Um jogador: Apontamentos de um bom moço (1866) e é uma obra de Fiódor Dostoiévski (tradução direto do russo por Boris Schnaiderman pela editora 34) que possui uma narrativa irônica através de uma trama envolvente no qual é mostrado que todos os interesses dos personagens giram entorno do dinheiro. Além disso, a trama retrata de forma brilhante e pertubadora a atmosfera dos cassinos através dos profundos traços psicológicos de um jogador.

O que imediatamente nos chama a atenção foram às circunstâncias que o livro foi escrito. Imerso em dividas, Dostoiévski, encontrava-se em uma situação dramática: ou entregava a seu editor um novo livro em pouco mais de um mês, ou devido um contrato draconiano perderia o direito a qualquer remuneração por suas obras pelos próximos nove anos. Para conseguir ter sucesso na sua empreitada, Dostoiévski contratou uma taquigrafa Ana Grigórievna que virou sua esposa e que posteriormente acabou aparecendo na dedicatória da sua última obra: Os Irmãos Karamazov. E foi com uma rapidez impressionante que elaborou esse romance: do dia 4 a 29 de outubro.

A história se passa em uma cidade fictícia chamada Roletenburgo, local conhecido por sua estação de águas medicinais. O protagonista principal e narrador, Aléxis Ivanovitch é um preceptor (acompanhando a educação de crianças) que trabalha em um hotel para um falido nobre russo, o general. Esse general é perdidamente apaixonado por Mademoiselle Blanche, uma jovem francesa que se utiliza da beleza para garantir o sustento. O general deposita a esperança de viver esse amor na eminente morte de sua velha e endinheirada "avozinha", de quem seria o único herdeiro.

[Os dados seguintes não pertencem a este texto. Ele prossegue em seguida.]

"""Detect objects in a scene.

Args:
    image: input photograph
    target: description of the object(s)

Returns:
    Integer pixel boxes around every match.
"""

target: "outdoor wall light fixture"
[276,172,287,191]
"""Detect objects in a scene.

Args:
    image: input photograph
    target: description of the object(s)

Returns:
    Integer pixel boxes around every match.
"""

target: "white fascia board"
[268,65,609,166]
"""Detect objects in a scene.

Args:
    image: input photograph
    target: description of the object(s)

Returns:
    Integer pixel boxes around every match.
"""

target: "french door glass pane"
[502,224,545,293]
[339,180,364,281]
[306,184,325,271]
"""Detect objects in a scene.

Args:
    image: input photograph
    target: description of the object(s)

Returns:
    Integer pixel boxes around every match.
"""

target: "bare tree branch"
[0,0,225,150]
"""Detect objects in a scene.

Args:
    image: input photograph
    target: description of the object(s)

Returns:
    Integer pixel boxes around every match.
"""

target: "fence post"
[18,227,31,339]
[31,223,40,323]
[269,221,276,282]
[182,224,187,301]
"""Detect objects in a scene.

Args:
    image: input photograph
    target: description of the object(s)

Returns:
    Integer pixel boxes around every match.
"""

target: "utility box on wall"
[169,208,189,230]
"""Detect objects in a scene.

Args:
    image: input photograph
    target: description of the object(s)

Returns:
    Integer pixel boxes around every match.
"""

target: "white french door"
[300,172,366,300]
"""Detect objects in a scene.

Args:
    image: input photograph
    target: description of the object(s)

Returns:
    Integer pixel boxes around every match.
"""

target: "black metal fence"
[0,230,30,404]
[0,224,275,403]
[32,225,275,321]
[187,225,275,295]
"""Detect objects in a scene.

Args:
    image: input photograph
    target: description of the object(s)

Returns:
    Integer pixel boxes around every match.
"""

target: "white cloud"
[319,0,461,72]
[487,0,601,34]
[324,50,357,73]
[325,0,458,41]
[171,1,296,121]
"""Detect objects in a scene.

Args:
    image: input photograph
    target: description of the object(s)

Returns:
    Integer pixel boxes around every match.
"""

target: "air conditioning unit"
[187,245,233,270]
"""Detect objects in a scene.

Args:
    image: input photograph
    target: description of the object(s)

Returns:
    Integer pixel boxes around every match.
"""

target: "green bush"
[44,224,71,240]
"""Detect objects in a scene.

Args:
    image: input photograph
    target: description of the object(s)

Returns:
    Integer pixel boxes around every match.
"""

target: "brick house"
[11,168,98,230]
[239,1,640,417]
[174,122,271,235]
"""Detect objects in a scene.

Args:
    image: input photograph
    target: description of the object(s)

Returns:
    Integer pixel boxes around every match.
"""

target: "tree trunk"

Polina, enteada do general, é amada platônica e submissamente por Aleksei Ivanovitch.

Aleksei é retratado como uma pessoa sem um passado detalhado, que servia à família nobre russa para sobreviver e que não se conformava com sua condição social considerada inferior por vir de uma classe abastada. Frequentador assíduo dos cassinos locais, ele passa a criar métodos e cálculos no intuito de fazer fortuna nas roletas.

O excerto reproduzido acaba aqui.